Hi,

I really appreciate the new functionalities of aggregate()!
At first some comments:
    a) including the cases is very useful
    b) in terms of the NaN rows in a matrix, well I'm not that sure, in my function I skip them at the moment, but perhaps sometimes
        it's exactly those combinations one likes to know. Is there already a way that generates a copy of a matrix without lines including missings?
    c) what about the mcov() function as 'aggregator function'?
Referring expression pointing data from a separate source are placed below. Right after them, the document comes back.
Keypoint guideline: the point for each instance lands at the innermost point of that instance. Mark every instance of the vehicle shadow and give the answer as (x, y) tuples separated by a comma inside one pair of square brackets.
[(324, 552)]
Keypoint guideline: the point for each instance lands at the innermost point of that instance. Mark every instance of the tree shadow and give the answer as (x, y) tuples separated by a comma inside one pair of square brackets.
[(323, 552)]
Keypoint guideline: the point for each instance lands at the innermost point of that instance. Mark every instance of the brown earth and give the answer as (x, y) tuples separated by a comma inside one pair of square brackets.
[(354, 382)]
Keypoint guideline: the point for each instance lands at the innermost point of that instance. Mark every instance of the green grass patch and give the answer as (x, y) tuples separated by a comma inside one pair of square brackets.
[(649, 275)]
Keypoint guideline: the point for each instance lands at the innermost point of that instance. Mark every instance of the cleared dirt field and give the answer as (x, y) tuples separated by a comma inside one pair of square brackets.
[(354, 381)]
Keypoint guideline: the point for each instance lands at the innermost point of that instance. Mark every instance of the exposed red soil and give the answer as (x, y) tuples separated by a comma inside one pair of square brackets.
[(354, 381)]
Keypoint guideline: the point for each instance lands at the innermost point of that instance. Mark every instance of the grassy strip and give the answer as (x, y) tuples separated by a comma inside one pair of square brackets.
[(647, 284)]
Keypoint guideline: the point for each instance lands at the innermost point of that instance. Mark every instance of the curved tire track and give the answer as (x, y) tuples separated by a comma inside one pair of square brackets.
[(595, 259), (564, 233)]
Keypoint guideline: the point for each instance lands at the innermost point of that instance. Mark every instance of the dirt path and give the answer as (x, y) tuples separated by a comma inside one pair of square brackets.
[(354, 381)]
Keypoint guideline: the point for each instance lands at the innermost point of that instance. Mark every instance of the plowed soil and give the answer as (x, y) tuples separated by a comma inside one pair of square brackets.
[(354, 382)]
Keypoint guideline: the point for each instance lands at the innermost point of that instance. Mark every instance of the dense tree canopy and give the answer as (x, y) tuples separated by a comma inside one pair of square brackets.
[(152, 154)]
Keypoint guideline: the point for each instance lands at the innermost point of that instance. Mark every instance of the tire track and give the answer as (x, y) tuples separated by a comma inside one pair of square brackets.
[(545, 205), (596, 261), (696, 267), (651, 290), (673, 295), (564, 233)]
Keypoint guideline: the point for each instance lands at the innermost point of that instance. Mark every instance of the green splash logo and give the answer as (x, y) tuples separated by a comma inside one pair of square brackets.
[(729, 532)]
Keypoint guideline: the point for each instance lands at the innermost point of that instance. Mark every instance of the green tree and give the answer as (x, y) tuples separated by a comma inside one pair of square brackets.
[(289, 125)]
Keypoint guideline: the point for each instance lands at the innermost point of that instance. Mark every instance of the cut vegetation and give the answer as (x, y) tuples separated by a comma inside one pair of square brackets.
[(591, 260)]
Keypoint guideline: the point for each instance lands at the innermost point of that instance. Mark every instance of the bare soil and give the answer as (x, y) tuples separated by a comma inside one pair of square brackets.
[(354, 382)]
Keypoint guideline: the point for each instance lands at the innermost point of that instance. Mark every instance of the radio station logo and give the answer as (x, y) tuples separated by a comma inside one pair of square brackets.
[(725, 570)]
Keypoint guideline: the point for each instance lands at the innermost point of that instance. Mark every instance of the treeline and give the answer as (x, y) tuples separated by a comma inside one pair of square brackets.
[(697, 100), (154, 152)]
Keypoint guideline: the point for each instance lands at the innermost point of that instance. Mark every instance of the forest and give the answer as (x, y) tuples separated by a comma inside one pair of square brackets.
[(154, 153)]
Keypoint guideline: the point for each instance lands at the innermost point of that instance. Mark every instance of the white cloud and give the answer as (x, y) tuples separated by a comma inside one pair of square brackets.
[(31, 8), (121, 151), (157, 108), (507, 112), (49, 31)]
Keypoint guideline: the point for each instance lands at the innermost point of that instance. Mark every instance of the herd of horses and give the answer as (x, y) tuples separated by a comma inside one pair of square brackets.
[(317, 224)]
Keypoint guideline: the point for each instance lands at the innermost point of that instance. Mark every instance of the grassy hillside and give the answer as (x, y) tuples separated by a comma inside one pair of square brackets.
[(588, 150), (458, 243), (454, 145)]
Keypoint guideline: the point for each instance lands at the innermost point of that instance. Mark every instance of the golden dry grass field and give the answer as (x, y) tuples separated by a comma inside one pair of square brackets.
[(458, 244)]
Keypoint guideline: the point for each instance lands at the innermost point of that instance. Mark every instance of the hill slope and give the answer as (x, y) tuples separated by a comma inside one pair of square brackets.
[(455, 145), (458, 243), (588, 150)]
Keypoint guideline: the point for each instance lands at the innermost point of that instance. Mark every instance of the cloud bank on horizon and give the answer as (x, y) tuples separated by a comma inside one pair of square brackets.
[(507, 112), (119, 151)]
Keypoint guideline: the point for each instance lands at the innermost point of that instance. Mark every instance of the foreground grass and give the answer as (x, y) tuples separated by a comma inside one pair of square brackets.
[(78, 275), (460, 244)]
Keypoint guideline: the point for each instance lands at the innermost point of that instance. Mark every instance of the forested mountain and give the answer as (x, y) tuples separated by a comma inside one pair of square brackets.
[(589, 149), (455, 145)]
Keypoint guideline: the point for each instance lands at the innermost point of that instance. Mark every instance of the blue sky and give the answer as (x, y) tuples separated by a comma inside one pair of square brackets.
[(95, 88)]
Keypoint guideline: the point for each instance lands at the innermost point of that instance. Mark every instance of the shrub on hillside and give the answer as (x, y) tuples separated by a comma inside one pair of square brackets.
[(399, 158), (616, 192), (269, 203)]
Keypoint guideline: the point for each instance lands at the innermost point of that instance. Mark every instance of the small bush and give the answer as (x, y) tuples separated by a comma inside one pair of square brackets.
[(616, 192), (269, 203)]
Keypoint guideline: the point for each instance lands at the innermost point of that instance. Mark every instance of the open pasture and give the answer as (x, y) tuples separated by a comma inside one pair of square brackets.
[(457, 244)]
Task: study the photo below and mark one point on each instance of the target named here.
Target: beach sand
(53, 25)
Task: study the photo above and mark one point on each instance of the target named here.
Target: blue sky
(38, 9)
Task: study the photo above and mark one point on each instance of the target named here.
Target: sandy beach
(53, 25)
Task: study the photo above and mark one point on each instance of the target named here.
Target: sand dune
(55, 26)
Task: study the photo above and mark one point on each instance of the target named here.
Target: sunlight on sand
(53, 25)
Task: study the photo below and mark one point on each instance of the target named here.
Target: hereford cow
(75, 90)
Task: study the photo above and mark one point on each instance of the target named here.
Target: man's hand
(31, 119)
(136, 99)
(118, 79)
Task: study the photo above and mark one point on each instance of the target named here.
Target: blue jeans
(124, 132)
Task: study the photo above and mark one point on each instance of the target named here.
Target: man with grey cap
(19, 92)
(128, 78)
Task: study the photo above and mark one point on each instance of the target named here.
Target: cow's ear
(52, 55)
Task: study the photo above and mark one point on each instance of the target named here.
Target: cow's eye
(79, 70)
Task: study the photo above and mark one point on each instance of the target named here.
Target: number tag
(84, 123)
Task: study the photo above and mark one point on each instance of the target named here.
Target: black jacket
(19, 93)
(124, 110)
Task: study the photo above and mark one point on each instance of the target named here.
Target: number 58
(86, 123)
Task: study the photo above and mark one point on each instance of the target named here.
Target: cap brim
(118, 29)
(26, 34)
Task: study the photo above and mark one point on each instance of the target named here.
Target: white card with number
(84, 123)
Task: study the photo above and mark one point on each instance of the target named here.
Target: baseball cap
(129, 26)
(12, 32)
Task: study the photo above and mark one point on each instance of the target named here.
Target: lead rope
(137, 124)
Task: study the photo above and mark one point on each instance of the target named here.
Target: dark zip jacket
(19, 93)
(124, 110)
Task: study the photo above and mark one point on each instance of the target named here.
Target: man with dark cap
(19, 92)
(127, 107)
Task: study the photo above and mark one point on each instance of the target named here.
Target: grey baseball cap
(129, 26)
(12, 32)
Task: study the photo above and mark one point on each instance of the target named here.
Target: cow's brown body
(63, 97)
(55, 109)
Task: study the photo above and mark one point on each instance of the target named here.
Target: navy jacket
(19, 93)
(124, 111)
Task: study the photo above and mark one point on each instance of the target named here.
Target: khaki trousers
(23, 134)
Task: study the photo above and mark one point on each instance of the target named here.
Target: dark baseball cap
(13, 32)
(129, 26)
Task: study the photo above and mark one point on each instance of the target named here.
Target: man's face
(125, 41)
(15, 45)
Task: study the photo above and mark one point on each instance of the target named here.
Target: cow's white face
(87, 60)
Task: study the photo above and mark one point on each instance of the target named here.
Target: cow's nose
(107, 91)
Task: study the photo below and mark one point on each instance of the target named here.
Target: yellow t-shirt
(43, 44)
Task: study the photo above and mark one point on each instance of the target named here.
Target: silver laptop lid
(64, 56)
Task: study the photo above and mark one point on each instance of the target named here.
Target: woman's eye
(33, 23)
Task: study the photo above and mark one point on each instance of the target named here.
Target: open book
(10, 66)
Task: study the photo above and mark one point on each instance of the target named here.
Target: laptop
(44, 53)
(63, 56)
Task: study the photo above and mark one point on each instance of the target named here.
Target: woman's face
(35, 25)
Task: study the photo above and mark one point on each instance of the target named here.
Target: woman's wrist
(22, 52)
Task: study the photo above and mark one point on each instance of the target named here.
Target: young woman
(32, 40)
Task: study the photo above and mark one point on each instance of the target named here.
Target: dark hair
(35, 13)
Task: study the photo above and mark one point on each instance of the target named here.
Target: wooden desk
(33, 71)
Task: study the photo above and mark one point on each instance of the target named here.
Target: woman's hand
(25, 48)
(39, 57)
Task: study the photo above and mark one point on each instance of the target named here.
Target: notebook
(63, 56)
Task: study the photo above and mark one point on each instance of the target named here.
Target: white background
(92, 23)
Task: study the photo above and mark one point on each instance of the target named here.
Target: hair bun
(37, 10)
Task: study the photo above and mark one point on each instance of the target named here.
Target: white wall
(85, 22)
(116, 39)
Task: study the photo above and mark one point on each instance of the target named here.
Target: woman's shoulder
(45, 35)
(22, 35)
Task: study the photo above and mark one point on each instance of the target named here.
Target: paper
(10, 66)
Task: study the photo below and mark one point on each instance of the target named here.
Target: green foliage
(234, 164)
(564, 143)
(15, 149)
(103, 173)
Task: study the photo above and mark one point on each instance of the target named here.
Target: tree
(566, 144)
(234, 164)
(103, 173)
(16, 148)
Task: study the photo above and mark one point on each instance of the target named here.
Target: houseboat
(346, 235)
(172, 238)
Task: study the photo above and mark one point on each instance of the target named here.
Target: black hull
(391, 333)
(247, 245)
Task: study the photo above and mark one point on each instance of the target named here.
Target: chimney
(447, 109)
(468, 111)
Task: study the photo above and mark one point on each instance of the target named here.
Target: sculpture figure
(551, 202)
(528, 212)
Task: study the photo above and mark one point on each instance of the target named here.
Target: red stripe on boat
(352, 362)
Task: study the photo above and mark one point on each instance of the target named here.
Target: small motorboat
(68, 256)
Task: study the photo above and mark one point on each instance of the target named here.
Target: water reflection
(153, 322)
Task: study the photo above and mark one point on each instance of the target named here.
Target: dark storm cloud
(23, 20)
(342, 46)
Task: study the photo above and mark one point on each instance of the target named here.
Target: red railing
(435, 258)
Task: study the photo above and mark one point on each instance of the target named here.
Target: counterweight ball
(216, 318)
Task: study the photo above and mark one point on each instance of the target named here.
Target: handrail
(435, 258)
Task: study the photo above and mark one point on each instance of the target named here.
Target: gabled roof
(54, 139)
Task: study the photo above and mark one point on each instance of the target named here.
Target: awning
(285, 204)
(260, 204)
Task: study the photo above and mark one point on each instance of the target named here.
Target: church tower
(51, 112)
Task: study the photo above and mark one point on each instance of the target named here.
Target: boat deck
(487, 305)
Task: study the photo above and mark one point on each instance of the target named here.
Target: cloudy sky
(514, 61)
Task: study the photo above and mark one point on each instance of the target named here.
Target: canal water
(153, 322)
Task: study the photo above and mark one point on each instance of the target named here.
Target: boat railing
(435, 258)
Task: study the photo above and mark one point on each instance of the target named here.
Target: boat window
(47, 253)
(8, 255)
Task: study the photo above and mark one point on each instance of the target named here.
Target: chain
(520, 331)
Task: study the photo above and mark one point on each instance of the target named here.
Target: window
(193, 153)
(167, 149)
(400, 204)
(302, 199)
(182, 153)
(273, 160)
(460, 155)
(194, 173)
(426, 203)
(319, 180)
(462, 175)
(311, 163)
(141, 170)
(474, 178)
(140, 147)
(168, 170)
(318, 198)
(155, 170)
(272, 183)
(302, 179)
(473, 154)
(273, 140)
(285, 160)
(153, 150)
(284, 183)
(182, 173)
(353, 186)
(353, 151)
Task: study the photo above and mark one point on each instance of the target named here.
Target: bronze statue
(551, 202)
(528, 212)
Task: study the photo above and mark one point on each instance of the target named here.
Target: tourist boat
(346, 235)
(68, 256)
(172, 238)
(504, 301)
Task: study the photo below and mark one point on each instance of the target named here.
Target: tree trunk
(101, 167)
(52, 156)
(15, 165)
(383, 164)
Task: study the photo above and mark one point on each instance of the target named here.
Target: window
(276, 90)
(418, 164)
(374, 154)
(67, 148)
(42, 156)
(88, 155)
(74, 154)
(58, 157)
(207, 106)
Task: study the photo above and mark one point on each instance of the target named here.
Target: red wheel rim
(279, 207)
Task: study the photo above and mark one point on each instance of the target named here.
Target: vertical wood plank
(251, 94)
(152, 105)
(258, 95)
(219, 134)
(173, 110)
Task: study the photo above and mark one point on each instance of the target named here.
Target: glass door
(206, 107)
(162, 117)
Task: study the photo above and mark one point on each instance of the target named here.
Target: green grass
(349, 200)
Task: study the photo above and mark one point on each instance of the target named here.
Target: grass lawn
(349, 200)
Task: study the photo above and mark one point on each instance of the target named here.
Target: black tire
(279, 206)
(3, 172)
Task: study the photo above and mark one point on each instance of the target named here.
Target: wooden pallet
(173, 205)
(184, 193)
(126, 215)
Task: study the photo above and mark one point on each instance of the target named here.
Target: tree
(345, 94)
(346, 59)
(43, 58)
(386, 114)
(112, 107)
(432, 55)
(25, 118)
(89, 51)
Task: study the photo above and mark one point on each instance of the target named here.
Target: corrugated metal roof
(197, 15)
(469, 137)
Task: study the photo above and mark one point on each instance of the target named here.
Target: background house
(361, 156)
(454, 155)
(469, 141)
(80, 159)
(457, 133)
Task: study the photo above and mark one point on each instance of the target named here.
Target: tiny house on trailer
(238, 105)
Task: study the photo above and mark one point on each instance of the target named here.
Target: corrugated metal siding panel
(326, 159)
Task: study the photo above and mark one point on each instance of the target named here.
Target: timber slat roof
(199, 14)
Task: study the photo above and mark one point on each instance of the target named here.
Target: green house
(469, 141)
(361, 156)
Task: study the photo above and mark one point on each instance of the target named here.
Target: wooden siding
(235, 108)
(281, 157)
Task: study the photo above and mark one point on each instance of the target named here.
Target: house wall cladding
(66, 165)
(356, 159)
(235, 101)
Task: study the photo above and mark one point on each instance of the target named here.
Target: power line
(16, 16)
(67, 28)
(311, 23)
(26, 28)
Second, I'm of the opinion that there is a quite important and user friendly option missing:
It's about combinatorics.
Although one has e.g. 5 discrete variables one wants e.g. ONLY ALL BIVARIATE combinations.
This should be done by GRETL and not by hand.
I found a solution that looks like this (including the nice pack and unpack functions!).
In the GRETL function this could look like: aggregate(X, Y, mean,2) where the last argument is 'nelem(Y)' as standard.

<hansl>
open pizza4.gdt
set echo off
series ages = age<=20 ? 0 : (age>20 && age <=40) ? 1 : 2

list X = pizza income
list Y = female college ages

# by hand bivariate interaction, rather easy with three variables...
list Y1 = female college
list Y2 = female ages
list Y3 = college ages

matrix m2a = aggregate(X, Y1, mean)
matrix m2b = aggregate(X, Y2, mean)
matrix m2c = aggregate(X, Y3, mean)

# all three
matrix m3 = aggregate(X, Y, mean)

# comparison to my solution

bundle MVS = null
MVS["LIDs"] = getIDs(Y)
# for automatic bivariate interaction
scalar inter = 3
matrix codes ={}
loop for i=2..inter -q
    Com$i =COMBIS(MVS[LIDs],i,&MVS)
    loop for c=1..cols(Com$i) -q
        string listName = "L$i_$c"
        list @listName = Com$i[,c]
        agg(X,@listName,&codes)
        # or if u want to store the matrices in a bundle
        agg(X,@listName,&codes,1,&MVS)
    endloop
endloop


# FUNCTIONS ************************************************************************

#********************* function 1 *****************************************************

function scalar choose(scalar n, scalar k)
    scalar binC = gammafun(n+1)/(gammafun(k+1)*gammafun(n-k+1))
return binC
end function


#********************* function 2 *****************************************************

function matrix COMBIS (matrix x, scalar m, bundle *bun[null])

  scalar n = rows(x)

  if (n < m)
       print "Not possible!"
  endif
  scalar e = 0
  scalar h = m
  matrix a = seq(1,m)

  matrix r = x[a]
  scalar lenr = rows(r)
  scalar count = choose(n, m)  # choose is 'n over k'
  matrix dimuse = {m, count}
  # gerneral structur of output matrix
  matrix out = mshape(r, lenr, count)

  if (m > 0)
    scalar i = 2
    scalar nmmp1 = n - m + 1
    loop while (a[1] != nmmp1) -q
      if (e < n - h)
         scalar h = 1
         scalar e = a[m]
         matrix j = 1
     else
          scalar e = a[m - h]
          scalar h += 1
          matrix j = seq(1,h)
      endif 
      a[m - h + j] = e + j
      r = x[a]
      out[, i] = r
      i+= 1
      endloop
  endif
 
  if  !isnull(bun)
      sprintf num "%g", m
      bun["combis_@num"]=out
  endif
  return out 
end function

#********************* function 3 *****************************************************

function series pack(list X, matrix *pwrof2)
    /*
    a check should be necessary that all series in X
    are discrete; for the moment, let's just skip it
    */

    series ret = 0
    pwrtot = 1
    k = nelem(X)
    # first build the nvalues vector
    # starting values are
    pwrof2 = {}
    n = 1
    k = 1
         
    loop foreach i X --quiet     
        ret += k*X.$i
        # some fun to generate a unique number
        n = 2^ceil(log2(1+max(X.$i)))
        k *= n
        # save the key for unpacking
        pwrof2 |= n
    end loop

    return ret
end function

#********************* function 4 *****************************************************

function matrix unpack(scalar x, matrix pwr)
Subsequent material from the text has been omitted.